Death of a Loved One

Request:

My life has been shattered. My husband of 30 years died of a heart attack last month and I don’t have the heart to go on….

Response:

Dear  _______,

My name is  _______ and I am an online mentor with this website. I am sorry to hear of the loss you have suffered through the death of your loved one.

Suddenly hopes and dreams are gone.  Your plans have been shattered.  Your desire to serve God together are gone.  So the question arises, “how do I go on?”.

Maybe you can find some help in the following comments:

Losing a loved one — whether through unexpected or anticipated circumstances — is always traumatic. This is especially true with the death of a spouse. It is one of life’s most profound losses. The transition from wife to widow, husband to widower, is a very real, painful, and personal phenomenon. The trauma of trying to adjust to this new identity while being besieged with a multitude of urgent questions and decisions can be overwhelming.

Here are several things to remember when faced with the death of your spouse. While they may seem simple, they are very important points to remember:

1. Give yourself permission to mourn.

Men and women both need to give themselves permission to mourn. Postponing a confrontation with your feelings by filling each day with frantic activity will only delay and compound the grief reaction.

2. Be aware that you may experience a range of emotions.

Your reactions to death may cover a wide and confusing range of emotions (such as shock, numbness, anger, pain, and yearning). Grief does not proceed in an orderly fashion any more than life itself does.

3. With effort, you can and you must overcome your grief.

One of the myths about mourning is that it has an ending point, that if you just wait long enough, it suddenly stops hurting. It doesn’t. It requires work. More than time, bereavement takes effort to heal. Mourning is a natural and personal process that only you can pace. It cannot be rushed and it cannot happen without your participation.

4. When needed, find the strength to take action.

As a newly widowed person, there may be urgent financial and legal decisions you must make following the death of your spouse. You have just suffered an emotionally devastating event and the last thing you want to deal with is money matters. But money does matter, now and for your future, so try to do the best you can. Postpone, however, any decisions that can be put off until you feel better emotionally.

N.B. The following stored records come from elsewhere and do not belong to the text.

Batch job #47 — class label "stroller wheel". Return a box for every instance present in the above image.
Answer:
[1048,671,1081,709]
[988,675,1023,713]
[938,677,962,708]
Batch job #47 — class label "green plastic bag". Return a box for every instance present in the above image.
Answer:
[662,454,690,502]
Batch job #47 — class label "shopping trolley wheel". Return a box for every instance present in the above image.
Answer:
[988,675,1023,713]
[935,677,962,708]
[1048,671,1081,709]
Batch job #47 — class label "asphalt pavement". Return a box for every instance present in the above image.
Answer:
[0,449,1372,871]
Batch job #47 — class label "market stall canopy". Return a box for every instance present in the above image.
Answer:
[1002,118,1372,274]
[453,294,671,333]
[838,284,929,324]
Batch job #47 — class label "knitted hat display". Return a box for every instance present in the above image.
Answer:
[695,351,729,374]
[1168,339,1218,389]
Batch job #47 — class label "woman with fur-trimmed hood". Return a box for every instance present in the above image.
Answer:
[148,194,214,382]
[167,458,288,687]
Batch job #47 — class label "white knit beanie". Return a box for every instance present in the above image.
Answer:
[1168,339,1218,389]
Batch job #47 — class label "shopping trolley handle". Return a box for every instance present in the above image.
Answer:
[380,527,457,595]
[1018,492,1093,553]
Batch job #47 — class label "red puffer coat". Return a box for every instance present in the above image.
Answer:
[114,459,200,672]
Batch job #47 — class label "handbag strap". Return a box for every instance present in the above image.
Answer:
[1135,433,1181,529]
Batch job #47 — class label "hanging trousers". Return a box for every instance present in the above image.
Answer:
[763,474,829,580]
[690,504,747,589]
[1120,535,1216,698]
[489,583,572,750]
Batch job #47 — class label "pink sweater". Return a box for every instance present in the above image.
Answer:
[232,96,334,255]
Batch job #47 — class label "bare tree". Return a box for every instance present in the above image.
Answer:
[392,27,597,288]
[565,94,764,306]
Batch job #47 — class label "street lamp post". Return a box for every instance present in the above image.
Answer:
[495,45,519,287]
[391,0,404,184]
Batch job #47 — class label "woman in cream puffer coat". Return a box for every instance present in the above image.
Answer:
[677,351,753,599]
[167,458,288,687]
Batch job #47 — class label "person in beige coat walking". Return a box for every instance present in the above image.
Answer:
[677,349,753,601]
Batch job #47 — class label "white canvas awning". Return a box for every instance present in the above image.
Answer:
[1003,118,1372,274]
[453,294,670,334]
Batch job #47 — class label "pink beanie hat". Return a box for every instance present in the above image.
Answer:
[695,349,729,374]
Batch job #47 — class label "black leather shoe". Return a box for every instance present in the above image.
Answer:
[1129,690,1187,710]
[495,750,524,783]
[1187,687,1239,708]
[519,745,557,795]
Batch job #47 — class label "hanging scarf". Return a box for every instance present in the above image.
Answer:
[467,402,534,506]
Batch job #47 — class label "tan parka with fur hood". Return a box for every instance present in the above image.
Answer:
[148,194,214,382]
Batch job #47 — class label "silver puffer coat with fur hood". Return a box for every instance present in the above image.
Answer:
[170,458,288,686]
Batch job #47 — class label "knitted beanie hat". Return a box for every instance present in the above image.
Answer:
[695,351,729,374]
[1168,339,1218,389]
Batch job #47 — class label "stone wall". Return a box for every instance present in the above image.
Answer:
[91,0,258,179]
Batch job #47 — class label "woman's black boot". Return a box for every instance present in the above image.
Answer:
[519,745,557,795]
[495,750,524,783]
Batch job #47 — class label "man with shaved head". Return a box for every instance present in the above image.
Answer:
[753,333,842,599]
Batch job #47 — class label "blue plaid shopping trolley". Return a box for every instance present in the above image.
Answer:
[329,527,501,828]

5. Work to tame your fears.

When the first impact of death wears off, you may feel you are losing control. This is a normal part of the grieving process. Unlike mental illness, the strong feelings suffered during grief gradually and permanently disappear. Because you may experience a feeling of temporary instability, it’s important to remember that you have the ability to cope. This is a time when much of your adjustment to widowhood takes place.

6. In your own time, in your own way, you can say goodbye.

The present, with all its pain and sorrow, is the only reality you have. Memories are very important, but they cannot be used as a shield against the present. At some point in your grieving, you will be ready to try to say goodbye.

7. Stress can wreak havoc on your health.

The effect of grief on our health is just beginning to be measured. While guarding your health can be among the least of your concerns during the throes of grief, you must work toward maintaining your health as soon as you feel able. This means beginning some form of regular exercise, getting proper nutrition, and reporting physical complaints to your doctor.

Before I close, let me pray for you:

“Lord Jesus, I join _____in prayer during this extremely painful time of loss.  Even during this time of pain may she experience Your comfort, peace and direction.  Wrap Your arms of love around her.  May there be sincere people around her to give love, comfort and encouragement as well.  May she find comfort in the eternal hope that You offer to all who love You.  Shower her with many blessings. AMEN!”

****if you have confirmed that the person has a personal relationship with Christ, then you could add this or use it in a subsequent email:

Being a Christian you surely know, that death, as painful and confusing as it is, is not the end of life – John 11:25-26; John 3:16; John 14:1-6; 1 Corinthians 15:51-52.

God does permit trials, sufferings and death of loved ones to we might see our need to trust Him all the more – 2 Corinthians 1:9.

Leave all regrets with the Lord.  If there is something to confess, do so, but don’t dwell on it.  Accept the forgiveness and move on – 1 John 1:9.

Trust some people around you for for emotional support and encouragement.  Stay involved in your church.  When ready to do so, give thanks to God for the good times you had with the person who is now gone.  By doing so you will in time, if not immediately, learn to accept God’s will for what has happened.  In time you will be able to be of help to others who are hurting.